Although years have fled since then, Jack still refuses to talk about this episode. He claims he cannot remember it at all. I suspect his mental blackout resulted from the ministrations he received that evening from Enos and Enos's seven husky daughters. The strain of spending several hours in an overheated kitchen, being force-fed by a clutch of Valkyries while clad only in a corset and inadequately swathed in a blanket; and while attempting to establish human contact with eight people who seemed to speak no known language, is explanation enough.

Obie and I arrived back at Muddy Hole at midnight. Fortunately Jack was asleep by then. It was with a heavy heart
and dubious hopes of the morrow that I crawled into my sleeping-bag.

I was awakened early. Jack stood by my bed wearing a blanket and an anxious look.

“Hi,” he said. Then, tautly, “Where in hell's the bathroom?”

Now it is to be borne in mind that Jack is the product of a very good private school, an old Toronto family, and a life of comfort if not of luxury. He is not one of your rough-and-ready pioneering types. He likes his conveniences. He is used to them and he is unhappy without them.

Muddy Hole homes, however, do not boast many conveniences. There are no indoor toilets and there are no outdoor toilets. Ladies keep porcelain pots under their beds but men do not. This seems unfair and, indeed, downright cruel, until one is inducted into the mystery of male behaviour in an outport.

On
my
first visit to Newfoundland it took me several days to resolve this mystery, and I suffered accordingly. However having become a member of the fraternity I was able to spare Jack the agonies of having to find out for himself.

“Hello there. Have a good sleep? Yes? Well, you go on down to the stage; you know, the wharf thing made of sticks. And there's a little shack on the shoreward end of it. It's called the fish store and every fisherman has one. You go inside and you'll find a hole just beside the splitting table, where they dump the cod gurry into the water. And, oh yes, better take some paper with you.”

Jack's face was a mirror of the struggle taking place within him. I was touched by the pleading look in his eyes, but it was necessary to be firm.

“Look,” I said gently, “you don't have any choice. Not unless you want to try sneaking into the girls' room to borrow the pot.” (All seven daughters slept in one room in two beds.) Jack flinched. “And as for the great-out-of-doors, forget it. You'll find yourself entertaining five or six little boys and as many dogs, all of whom will spring full-blown from nowhere as soon as you think you're alone.”

Jack moaned a little, gave me a bleak look and headed out the door. He was gone a long time and in his absence the girls got up and lit the fire. By the time he returned they were preparing breakfast.

I felt sorry for Jack, truly sorry. I well remembered my own first visit to a fish store when, perched precariously between wind and water, and surrounded by pungent tubs of codfish soaking in brine, I had injudiciously looked down to behold a consortium of flatfish, sculpins, crabs, and eels staring hopefully upward at me out of the shallows.
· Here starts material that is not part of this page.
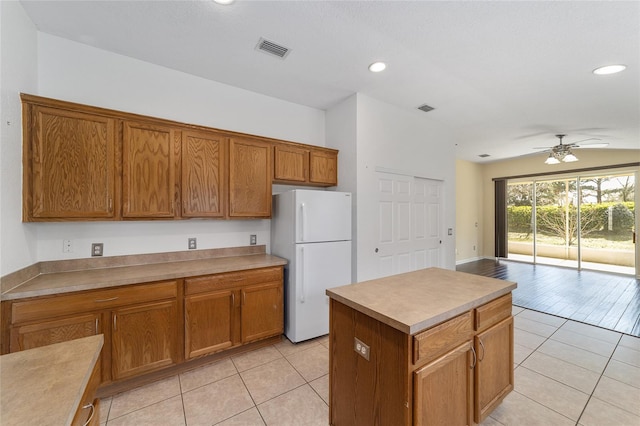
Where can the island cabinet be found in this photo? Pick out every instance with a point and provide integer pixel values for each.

Traumatic as the experience must have been, Jack managed to rise above it. But he nearly collapsed when the smell of breakfast struck him. He is a gourmet and a delicate eater. Furthermore he has a weak stomach.

He clutched my arm so hard it hurt and whispered hoarsely in my ear.

“What
in God's name is
that?

“That,” I explained cheerfully, “is Newfoundland's national dish. A special treat for visitors. It's called fish-and-brewis.”